This is an issue to highlight to the revenue authorities. Normally incentives are targeted and not blanket, depending on the intended induced effect and so it would be noble for exemption on transfer to and from some of these funds on social and or moral compassionate grounds.
3.5. Exemptions on transfers from Trust accounts are limited to specific trust accounts?
Exemptions on transfers from trust accounts (intermediary in nature as well) have been restricted to specific ones being administered by lawyers, but there are similar accounts serving the same function being administered by other professions such as accountants and bankers, to mention a few.
3.6. Remuneration is broad in definition and so will the financial institutions be able to make judgement calls on remuneration payments?

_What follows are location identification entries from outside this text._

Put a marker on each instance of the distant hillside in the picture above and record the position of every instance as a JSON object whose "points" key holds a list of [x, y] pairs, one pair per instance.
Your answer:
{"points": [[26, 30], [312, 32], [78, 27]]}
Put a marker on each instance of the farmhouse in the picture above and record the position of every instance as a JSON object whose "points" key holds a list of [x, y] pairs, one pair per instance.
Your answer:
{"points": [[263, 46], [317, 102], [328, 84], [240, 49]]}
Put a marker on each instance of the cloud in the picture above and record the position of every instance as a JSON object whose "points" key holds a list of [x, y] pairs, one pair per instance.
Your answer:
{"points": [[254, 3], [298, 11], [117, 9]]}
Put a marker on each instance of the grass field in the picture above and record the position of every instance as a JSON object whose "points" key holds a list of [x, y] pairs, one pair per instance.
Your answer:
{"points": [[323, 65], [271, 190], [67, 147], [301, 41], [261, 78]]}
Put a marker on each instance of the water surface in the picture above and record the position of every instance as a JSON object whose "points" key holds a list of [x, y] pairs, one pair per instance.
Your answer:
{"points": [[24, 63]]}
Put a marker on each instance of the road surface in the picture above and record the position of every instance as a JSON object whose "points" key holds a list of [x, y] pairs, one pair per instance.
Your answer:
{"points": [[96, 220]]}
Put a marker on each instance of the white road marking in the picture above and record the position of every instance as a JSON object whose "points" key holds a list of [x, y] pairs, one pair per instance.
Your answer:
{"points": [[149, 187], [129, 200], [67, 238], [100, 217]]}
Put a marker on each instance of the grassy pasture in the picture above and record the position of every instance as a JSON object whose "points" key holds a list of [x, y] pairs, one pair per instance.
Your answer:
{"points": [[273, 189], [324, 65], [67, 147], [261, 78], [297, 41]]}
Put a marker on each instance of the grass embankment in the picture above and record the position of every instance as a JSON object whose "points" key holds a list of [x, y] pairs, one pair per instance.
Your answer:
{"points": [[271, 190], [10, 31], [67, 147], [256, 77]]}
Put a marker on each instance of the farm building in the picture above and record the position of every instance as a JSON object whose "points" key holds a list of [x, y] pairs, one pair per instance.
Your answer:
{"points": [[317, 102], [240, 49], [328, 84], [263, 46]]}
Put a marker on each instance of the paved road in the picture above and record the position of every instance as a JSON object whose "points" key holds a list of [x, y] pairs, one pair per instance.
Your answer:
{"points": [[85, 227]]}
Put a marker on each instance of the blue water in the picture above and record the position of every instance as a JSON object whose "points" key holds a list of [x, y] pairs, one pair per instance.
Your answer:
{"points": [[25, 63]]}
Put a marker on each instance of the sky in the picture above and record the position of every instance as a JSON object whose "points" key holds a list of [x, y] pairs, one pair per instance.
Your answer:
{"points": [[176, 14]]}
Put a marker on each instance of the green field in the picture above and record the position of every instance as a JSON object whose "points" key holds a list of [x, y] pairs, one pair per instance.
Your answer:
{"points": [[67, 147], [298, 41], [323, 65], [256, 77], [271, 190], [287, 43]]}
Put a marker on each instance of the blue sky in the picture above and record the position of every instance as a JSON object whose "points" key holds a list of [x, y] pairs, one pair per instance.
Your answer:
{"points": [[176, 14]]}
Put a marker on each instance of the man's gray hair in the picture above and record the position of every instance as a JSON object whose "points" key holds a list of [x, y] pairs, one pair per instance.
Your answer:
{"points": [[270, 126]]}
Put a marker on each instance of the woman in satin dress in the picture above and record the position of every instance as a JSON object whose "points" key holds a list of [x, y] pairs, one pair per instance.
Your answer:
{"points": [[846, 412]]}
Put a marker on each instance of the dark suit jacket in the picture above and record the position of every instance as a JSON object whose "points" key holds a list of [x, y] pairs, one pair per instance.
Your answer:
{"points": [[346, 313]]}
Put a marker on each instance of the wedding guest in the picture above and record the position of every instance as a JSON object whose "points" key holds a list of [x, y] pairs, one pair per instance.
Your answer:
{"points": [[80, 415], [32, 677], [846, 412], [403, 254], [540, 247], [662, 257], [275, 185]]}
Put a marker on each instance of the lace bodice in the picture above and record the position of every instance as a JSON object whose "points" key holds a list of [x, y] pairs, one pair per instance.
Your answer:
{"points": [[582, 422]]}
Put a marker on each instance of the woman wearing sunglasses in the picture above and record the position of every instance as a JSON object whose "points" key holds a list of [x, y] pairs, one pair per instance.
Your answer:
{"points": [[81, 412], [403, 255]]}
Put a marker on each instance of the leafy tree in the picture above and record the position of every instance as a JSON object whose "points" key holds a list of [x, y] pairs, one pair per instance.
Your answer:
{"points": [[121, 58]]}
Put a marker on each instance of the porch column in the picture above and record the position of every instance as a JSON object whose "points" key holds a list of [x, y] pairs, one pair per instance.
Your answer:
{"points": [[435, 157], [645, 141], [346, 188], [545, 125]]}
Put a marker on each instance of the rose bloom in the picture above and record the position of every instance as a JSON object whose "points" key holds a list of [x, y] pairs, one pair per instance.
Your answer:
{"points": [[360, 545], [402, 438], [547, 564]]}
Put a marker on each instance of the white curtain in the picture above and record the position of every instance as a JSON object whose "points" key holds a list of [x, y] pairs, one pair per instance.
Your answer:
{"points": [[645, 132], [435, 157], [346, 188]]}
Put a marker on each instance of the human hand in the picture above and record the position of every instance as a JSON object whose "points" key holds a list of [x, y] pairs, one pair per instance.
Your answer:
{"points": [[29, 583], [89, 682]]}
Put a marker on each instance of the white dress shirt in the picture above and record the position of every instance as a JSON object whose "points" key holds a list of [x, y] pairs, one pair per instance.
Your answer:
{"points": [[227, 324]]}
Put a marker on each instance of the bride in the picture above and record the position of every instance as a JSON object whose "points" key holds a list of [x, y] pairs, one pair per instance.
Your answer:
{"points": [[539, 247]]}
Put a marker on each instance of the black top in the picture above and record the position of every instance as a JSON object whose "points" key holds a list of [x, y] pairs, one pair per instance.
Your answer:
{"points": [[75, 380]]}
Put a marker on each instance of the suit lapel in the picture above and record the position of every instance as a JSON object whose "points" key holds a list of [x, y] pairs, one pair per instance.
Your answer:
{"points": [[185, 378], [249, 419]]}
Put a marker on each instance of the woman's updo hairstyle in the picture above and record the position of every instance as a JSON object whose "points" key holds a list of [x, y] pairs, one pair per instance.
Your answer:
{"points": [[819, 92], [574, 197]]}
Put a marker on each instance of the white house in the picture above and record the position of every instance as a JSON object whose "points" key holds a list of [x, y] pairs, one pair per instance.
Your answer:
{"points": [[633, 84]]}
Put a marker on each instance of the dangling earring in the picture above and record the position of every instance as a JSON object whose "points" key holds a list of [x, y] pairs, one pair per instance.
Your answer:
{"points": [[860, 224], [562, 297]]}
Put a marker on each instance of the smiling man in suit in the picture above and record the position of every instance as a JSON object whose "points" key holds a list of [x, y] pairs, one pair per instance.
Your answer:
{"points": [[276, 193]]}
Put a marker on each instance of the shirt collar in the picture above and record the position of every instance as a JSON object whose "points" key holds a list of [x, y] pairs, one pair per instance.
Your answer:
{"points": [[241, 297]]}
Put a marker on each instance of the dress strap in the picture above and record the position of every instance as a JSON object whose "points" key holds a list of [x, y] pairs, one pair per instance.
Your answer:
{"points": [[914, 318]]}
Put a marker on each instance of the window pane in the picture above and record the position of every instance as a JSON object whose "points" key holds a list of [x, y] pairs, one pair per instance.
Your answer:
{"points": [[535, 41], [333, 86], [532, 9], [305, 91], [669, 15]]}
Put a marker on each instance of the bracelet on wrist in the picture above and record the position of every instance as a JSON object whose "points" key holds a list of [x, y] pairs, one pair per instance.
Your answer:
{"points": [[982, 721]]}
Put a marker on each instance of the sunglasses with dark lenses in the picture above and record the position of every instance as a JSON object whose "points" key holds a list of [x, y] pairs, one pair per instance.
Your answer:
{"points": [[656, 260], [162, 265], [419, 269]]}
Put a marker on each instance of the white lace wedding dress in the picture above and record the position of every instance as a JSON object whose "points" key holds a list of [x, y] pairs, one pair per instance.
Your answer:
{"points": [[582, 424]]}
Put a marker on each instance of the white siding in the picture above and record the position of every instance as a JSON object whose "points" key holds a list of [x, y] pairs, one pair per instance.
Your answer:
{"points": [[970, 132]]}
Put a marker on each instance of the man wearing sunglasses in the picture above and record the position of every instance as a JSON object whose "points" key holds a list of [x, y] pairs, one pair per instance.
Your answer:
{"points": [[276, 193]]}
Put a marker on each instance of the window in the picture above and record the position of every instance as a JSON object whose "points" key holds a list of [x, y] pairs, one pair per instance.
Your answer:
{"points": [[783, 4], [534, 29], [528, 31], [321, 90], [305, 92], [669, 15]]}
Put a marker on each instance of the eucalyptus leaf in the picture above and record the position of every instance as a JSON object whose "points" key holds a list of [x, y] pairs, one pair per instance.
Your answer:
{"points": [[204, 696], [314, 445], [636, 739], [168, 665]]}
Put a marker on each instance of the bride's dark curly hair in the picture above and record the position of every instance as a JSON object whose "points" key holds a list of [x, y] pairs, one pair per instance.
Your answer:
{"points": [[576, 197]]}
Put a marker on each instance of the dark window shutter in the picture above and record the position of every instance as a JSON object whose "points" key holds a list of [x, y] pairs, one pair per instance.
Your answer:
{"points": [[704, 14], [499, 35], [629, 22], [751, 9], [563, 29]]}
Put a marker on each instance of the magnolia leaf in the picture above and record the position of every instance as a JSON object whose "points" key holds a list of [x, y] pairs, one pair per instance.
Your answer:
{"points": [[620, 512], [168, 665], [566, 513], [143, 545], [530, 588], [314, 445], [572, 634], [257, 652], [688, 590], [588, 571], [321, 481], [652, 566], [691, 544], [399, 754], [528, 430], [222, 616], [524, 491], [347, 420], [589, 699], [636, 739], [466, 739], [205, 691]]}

3.7. Are bond notes and RTGS balances money as defined in the 30th schedule?
4. Impact on Financial Reporting
4.1. Exemption on marketable securities transactions. (Items 2.4.1 and 2.4.2. above)
All other specified assets except for the exemptions above shall attract the IMTT and this increases the cost of the property. The deductibility of the tax for CGT purposes shall affect the deferred tax.
4.2. The IMTT is a transaction tax and not tax on a person’s income. The question is whether this is covered by IAS 12 and it’s growing significance may mean a revisit on qualitative and quantitative materiality for disclosure in the financial report.
4.3. Should the IMTT be capitalised to the cost of assets, (a) if it is deductible or (b) if it is not an allowable deduction.